Build your space around the natural light in the room. We had two small windows that would get a flood of glorious sunshine at certain times of the day. We positioned the main play stations around this naturally lit area of the room.
Position accent lighting to brighten up dark corners. We were able to rig up a fun and colorful lighting solution in a dark cement corner using some paper lanterns. We ran an extension cord through the open ceiling to the electrical outlet on the other side of the room since there were no outlets nearby.
Floor lamps are great for redirecting the light where it’s needed most. We used a floor lamp in the corner close to the Lego table, game table and easel so we could easily direct the light to where the action was happening.

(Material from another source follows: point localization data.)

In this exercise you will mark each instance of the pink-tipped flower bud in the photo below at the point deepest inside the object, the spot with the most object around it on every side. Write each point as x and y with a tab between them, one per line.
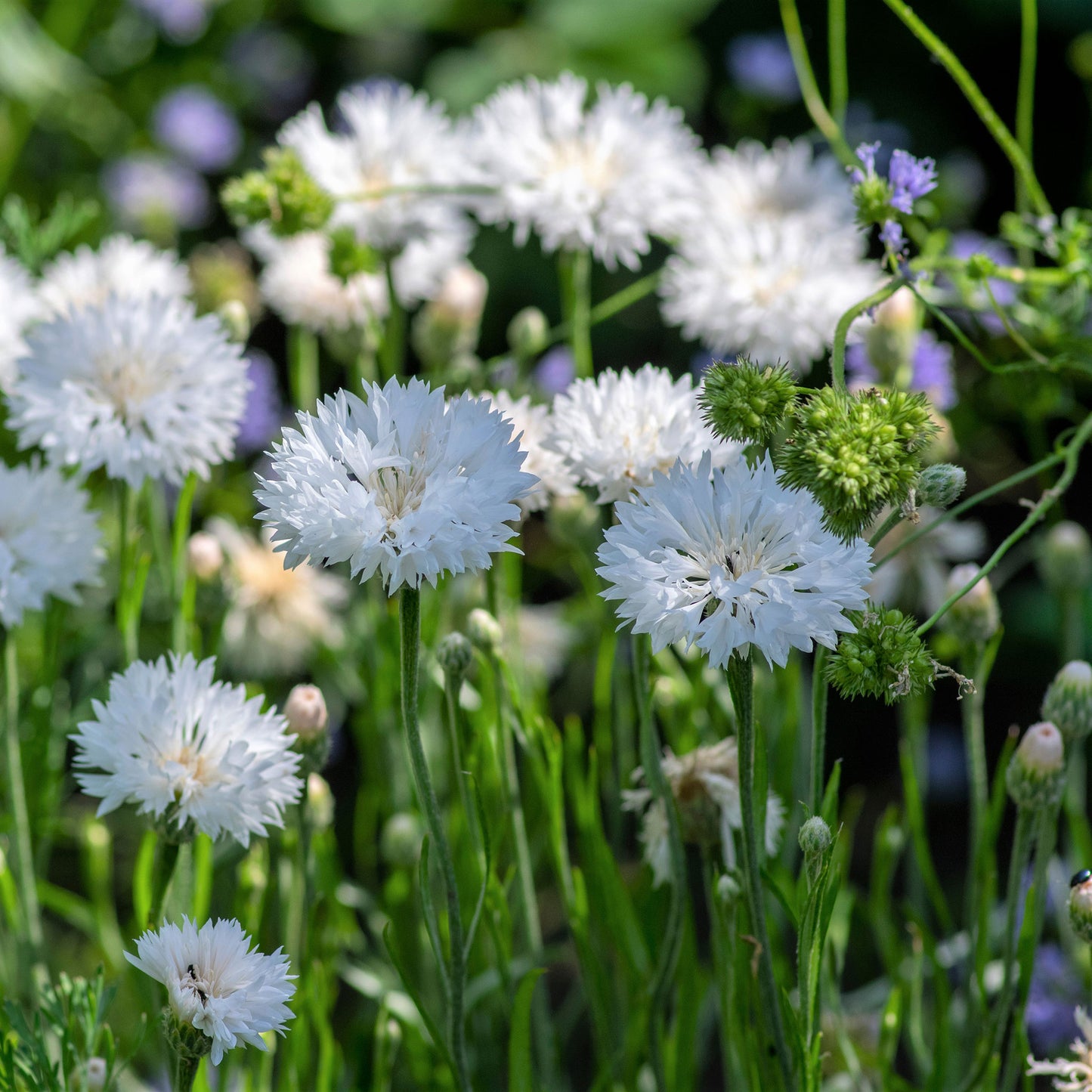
204	555
1037	772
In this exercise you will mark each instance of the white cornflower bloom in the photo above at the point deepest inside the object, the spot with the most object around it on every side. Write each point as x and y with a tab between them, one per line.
405	484
617	431
600	178
394	139
196	755
275	616
218	983
706	787
21	306
532	427
1070	1075
120	267
770	289
49	542
141	387
917	577
731	559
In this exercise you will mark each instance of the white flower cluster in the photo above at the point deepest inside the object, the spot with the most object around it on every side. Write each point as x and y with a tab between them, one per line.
196	755
407	484
218	983
729	561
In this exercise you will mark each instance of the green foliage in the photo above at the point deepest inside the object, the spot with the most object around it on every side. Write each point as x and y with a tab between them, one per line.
883	659
283	194
858	452
746	402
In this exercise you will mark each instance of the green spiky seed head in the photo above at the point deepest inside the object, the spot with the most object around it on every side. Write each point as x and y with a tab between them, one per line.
1080	910
883	659
283	194
1037	773
348	257
1065	559
1068	701
942	485
858	452
747	402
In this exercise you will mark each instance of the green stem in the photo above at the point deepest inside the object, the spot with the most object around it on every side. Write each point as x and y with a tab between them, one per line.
17	800
166	858
842	330
576	275
741	685
183	580
809	90
410	616
819	696
979	103
1025	92
393	346
660	988
837	54
304	367
1040	509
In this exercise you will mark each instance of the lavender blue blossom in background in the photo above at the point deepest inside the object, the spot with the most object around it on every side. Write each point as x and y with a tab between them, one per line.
761	64
261	419
147	191
198	127
930	363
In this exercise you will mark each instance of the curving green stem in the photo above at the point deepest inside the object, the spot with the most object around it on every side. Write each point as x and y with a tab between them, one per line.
979	104
741	685
660	988
410	617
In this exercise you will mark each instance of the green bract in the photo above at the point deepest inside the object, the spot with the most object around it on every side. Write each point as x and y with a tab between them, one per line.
283	194
747	402
883	659
858	452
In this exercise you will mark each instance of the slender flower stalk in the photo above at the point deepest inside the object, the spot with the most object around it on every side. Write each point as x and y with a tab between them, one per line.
741	682
410	615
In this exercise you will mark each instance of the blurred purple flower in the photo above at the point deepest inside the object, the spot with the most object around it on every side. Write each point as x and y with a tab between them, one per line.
763	66
262	417
556	370
196	125
1056	989
181	21
147	190
930	368
273	69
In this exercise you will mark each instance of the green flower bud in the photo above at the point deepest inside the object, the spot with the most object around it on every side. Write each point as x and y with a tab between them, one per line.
942	485
484	631
858	452
454	654
348	257
400	841
746	402
527	333
283	194
1065	561
883	659
1035	777
1068	701
976	617
1080	908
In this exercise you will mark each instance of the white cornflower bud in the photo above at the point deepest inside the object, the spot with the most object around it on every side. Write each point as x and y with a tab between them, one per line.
306	711
1068	701
95	1076
974	618
1065	562
484	631
204	555
1037	772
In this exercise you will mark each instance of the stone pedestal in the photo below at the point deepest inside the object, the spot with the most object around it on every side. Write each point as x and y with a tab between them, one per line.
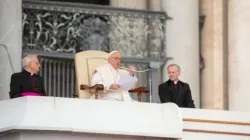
134	4
182	41
10	42
239	55
155	5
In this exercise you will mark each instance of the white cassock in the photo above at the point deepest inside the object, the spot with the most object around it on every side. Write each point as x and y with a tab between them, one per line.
107	76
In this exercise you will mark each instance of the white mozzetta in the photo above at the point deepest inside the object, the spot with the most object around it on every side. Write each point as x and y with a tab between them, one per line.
91	116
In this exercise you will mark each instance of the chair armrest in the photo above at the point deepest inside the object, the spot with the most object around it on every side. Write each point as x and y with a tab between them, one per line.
139	91
96	88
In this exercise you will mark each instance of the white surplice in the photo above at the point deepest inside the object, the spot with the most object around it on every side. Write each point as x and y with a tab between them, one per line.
107	76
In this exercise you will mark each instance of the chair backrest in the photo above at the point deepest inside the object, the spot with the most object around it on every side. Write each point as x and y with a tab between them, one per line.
85	64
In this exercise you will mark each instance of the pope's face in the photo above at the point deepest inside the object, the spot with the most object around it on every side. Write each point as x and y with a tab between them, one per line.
115	60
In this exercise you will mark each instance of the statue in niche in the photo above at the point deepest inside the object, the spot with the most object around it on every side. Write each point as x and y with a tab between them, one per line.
95	41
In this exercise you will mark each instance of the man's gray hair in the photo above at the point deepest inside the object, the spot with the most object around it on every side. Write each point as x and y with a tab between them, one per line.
27	60
175	65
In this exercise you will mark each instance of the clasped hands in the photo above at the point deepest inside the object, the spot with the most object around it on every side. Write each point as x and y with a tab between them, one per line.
131	73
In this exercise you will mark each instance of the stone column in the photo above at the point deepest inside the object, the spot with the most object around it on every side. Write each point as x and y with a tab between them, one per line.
214	51
10	42
182	41
239	55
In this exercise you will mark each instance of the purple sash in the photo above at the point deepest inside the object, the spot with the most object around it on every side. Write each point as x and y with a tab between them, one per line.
30	94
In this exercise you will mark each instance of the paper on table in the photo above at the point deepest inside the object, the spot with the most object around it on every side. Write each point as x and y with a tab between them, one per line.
126	82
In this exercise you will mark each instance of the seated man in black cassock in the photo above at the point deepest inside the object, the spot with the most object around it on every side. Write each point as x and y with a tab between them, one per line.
27	82
174	90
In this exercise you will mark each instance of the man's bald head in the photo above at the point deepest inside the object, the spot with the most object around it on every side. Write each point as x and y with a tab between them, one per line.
114	59
31	63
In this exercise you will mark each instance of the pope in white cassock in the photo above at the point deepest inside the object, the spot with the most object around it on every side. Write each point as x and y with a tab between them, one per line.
109	75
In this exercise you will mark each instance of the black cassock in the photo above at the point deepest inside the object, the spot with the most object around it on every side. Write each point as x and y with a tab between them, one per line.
26	82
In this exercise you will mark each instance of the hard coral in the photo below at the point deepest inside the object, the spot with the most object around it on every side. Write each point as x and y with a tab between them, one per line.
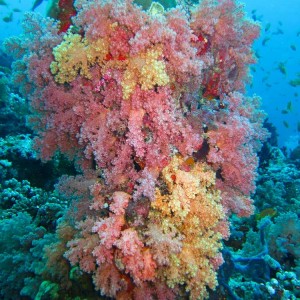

We put so much thought into layout and incorporated our concern for safety into our plans. For example, we strategically positioned shelves along the walls next to some of the pipes that come out of the floor to eliminate tripping hazards. Since tall shelves cannot be secured properly to a plastic wall, we positioned them next to vertical piping and attached them to the pipes with industrial zip ties. We also installed a baby monitor to keep our ears on the kids when they are playing independently.
Embrace the Space
Don’t let an unfinished space limit you… open yourself up to possibilities that wouldn’t exist if the space were finished!
We used the exposed wooden beams in the ceiling for hanging decor. I was able to attach bright and cheery pendant flags from the wooden ceiling beams using simple thumb tacks. It made the room seem taller and drew attention away from the exposed duct work.
We used the same approach in creating a gallery wall to display the kids art work. We tacked twine to the ceiling beams on either side of the room and created a clothesline along the longest wall in the room. This took advantage of the vertical space in the room and replaced the need to hang wall art. The kids look forward to displaying their creations and their unique masterpieces become the rooms decor.